The egotistical, oleaginous and ostentatiously blond-haired Max Lord is an obvious stand-in for Donald Trump. (Director Jenkins says Trump was “one” inspiration for the character.) Like Trump, Max presents himself as a successful businessman, but he is basically a con artist, with a flair for self-promotion and ingratiating falsehoods. As befits a parody of a reality TV star, the film climaxes with Lord broadcasting to everyone on Earth, bellowing “Why not more?!” like a combination self-help guru and supervillain. Diana, dressed in golden armor and wielding her lasso of truth, pierces this veil of bloviation. The message is clear: If you toss aside truth, you toss aside your soul.
The problem is that, despite the message, the movie isn’t especially committed to truth. For example, though it’s parodying Trump, it carefully avoids engaging with his most controversial policies and ends up effectively whitewashing him.

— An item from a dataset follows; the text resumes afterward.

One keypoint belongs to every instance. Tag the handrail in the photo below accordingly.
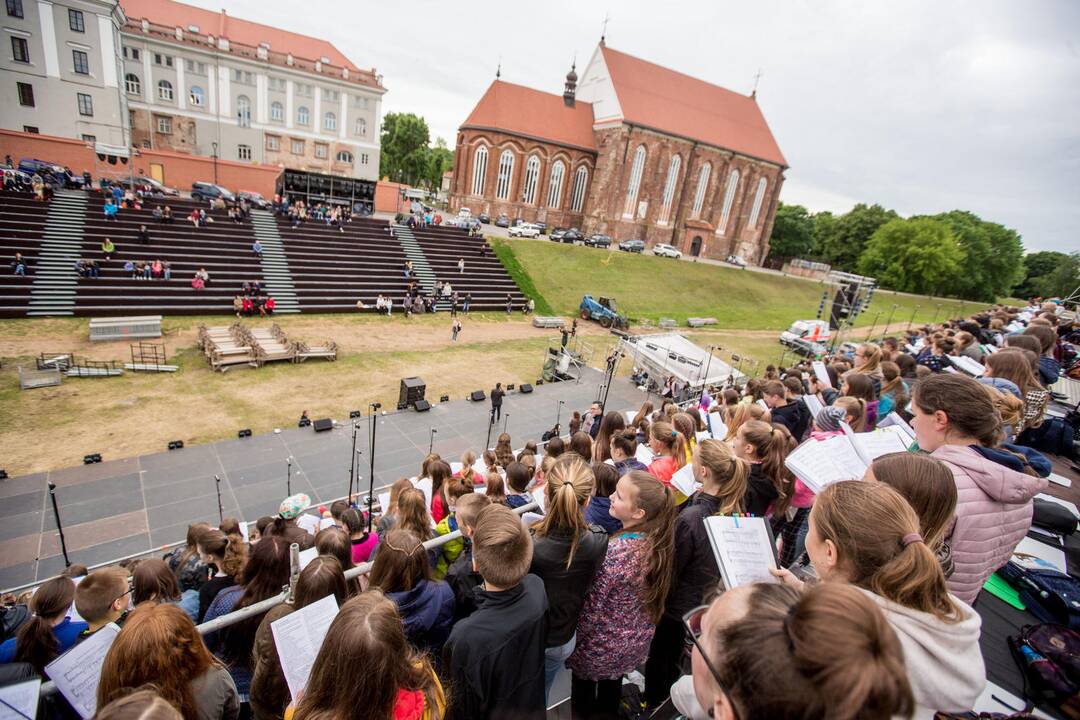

Maxwell Lord has a capacity for self-reflection and remorse that Trump mostly seems to lack. But more than that, Lord doesn’t indulge in racist demagoguery. Nor does he compulsively harass or assault women. If the goal of the movie is to stare the truth in the face, why create a fantasy Trump who is so much more reasonable and tolerable, and in many ways less dangerous, than the Trump we have to reckon with in real life?
Even more confusing, the movie treats Barbara’s desire to become more like Wonder Woman as a bad thing. Barbara, who is swept off her feet and dazzled by Diana’s kindness and general awesomeness, asks the stone to be more like her hero. “I do know what I wish,” she says to herself while holding the stone, “to be like Diana: strong, sexy, cool, special.” Her wish is granted, and soon she can walk in heels, wear slinky dresses and beat the tar out of drunks.
Barbara’s wish is a familiar one. The whole point of a Wonder Woman movie is to get you to see how strong, sexy and special Diana is. Movie viewers (especially, but not exclusively, female viewers) are supposed to want Diana and want to be her, just as Barbara does.
Instead of congratulating Barbara, the movie presents her as a warning.
If Barbara is the perfect Wonder Woman fan, then the movie should celebrate her. “Wonder Woman 1984” encourages people to be inspired by Diana; Barbara has the right idea! But instead of congratulating Barbara, the movie presents her as a warning. Gaining power and beauty makes her cruel and violent and selfish — a villain, not a hero. It’s like the film has included its own cranky superhero-film hater to tell fans they’re doing it wrong. No wonder Barbara is so irritated when Diana tells her she has to give up her powers. Wasn’t the point that we’re all supposed to be more like Diana? And if Barbara is in the wrong and wishing to be like Diana is dangerous, why did Patty Jenkins make this film?
Ultimately, I’m happy enough that Jenkins did make the film. Gadot is charismatic and fun to watch, especially when she’s flirting with Chris Pine or Kristen Wiig. Lots of people like Wonder Woman movies, with their stunts and the triumph over evil. And who doesn’t want to see faux-Trump get his comeuppance? This isn’t a great superhero film, but it’s a pleasant enough way to spend 150 minutes, for the most part. It seems unlikely that watching it will turn you evil, like Barbara.
But if “Wonder Woman 1984” is good, clean, empowering fun, the message of “Wonder Woman 1984” is garbled. Dreams aren’t synonymous with lies or cruelty, and wishing for a better world or a better life won’t make you complicit with Trumpism. You’d think Wonder Woman, who’s a wish and a dream if she’s anything, would understand that.